An aerial view shows a flooded section of Fort Albany on Sunday, April 27, 2008. (Jay Sutherland for CTV.ca)

Against the backdrop of this work on “historic” disasters, we’ve been living through a variety of contemporary ones as well. I sit in my safe and temperature-controlled home in Ottawa?, but outside there are heat waves and a hazy sky for weeks on end from forest fires in Northern Ontario. I think about how terrible the forest fires are across Canada this year, and how they will only keep getting worse as we see an exponential increase of the effects of climate change. My research with the Disaster Lab shows me that this isn’t new though. Forest fires have been getting worse for years.

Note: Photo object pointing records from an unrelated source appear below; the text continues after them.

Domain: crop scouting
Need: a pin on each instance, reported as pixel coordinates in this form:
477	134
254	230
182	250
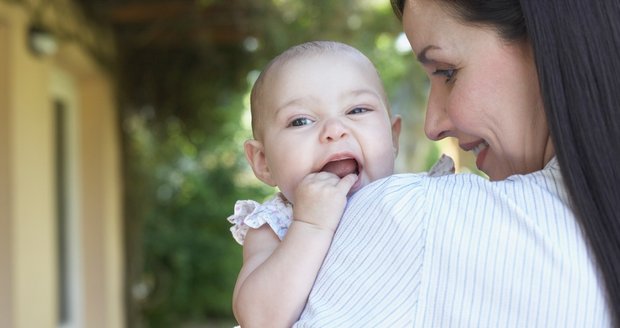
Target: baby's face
327	113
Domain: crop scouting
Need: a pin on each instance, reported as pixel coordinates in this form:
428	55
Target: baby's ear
396	122
255	154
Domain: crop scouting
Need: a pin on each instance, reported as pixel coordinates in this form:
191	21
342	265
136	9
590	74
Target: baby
322	130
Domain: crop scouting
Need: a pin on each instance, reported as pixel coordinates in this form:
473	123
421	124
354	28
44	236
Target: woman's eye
358	110
300	121
447	73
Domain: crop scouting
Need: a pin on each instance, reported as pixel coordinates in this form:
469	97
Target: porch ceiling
175	23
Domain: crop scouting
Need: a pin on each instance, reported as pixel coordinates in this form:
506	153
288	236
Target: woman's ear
255	154
396	122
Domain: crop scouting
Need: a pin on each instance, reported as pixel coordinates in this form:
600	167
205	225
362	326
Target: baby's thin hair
305	49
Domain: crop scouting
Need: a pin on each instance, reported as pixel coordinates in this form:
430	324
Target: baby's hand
320	199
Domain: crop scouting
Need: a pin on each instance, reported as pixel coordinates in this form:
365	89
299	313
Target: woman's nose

I am reminded of a recent post from my best friend, Alison, who is a Burnaby City Councillor and the person I turn to on all things on climate change. In response to MP Jonathan Wilkinson stating that “We [the federal government] will continue to fight climate change,” Alison responded, “Really wish *the Minister of Environment and Climate Change* knew the difference between fighting climate change and adapting to it.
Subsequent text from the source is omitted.